Par exemple, les milices d’extrême-droite, comme les patrouilles anti-immigrants de la milice Minutemen le long de la frontière américano-mexicaine ou la raciste milice d’Algiers Point qui a opéré dans l’après ouragan Katrina, n’ont rien à voir avec le type d’autodéfense armée de communauté enracinée dans des principes collectifs libérateurs. Ces milices sont construites sur des peurs abstraites et des croyances racistes et une culture machiste dans laquelle le plus fort et la plus grande gueule est leader. Ils sont typiquement organisés sous une hiérarchie militaire sans rendre vraiment compte aux gens de la société civile et des communautés desquelles ils émanent. Ce genre de milices sont par trop similaires aux types de groupes armés contre lesquels les groupes des mouvements de libération ont du se défendre encore et encore.
Ceci dit, l’adoption de tactiques armées dans tout conflit ou situation de péril a toujours le potentiel de transformer des mesures défensives temporaires en hiérarchies militaires permanentes à moins que des efforts conscients pour contrer cette tendance et partager le pouvoir soient maintenus. Une approche libératrice, émancipatrice est nécessaire pour minimiser ou a moins grandement amoindrir ce danger.

Le peuple en armes : l’exemple zapatiste
Principes proposés
Le composant armé ne doit jamais devenir le centre de l’affaire, autrement nous risquons de devenir une armée sur pieds. Pour éviter cela et pour équilibrer le pouvoir du mieux possible, une analyse libératrice est nécessaire pour façonner ceux qui apprennent à exercer leur pouvoir et ceux qui doivent être responsables de leurs groupes ou communautés. Le cadre libérateur, émancipateur est fondé sur des principes anarchistes d’entraide (coopération), d’action directe (être capable d’agir sans attendre l’approbation ou les ordres des autorités), de solidarité (reconnaître que le bien-être de groupes disparates est inter-relié) et l’autonomie collective autodétermination de la communauté.

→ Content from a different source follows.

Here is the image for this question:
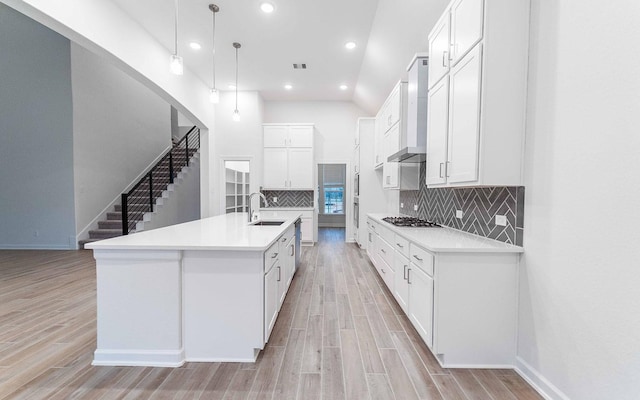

Les armes de défense ne doivent être utilisées qu’en ayant pour buts la libération collective et non pas pour saisir le pouvoir de manière permanente, même si leur utilisation peut potentiellement et de manière possible nécessairement, faire escalader les conflits. Dans tous les cas, les armes ne sont pas la première ligne de défense et ne sont prises qu’après que toute autre résolution de conflit ait été épuisée. (NdT : on reconnaît là un grand principe amérindien de gestion de crise et de conflit…)
L’utilisation des armes n’est efficace sur le long terme que si cela fait partie d’un cadre de double pouvoir, c’est à dire la résistance à l’oppression et l’exploitation tout en développant d’autres initiatives vers l’autonomie et la libération comme partie intégrante d’autres efforts d’auto-suffisance et d’autodétermination.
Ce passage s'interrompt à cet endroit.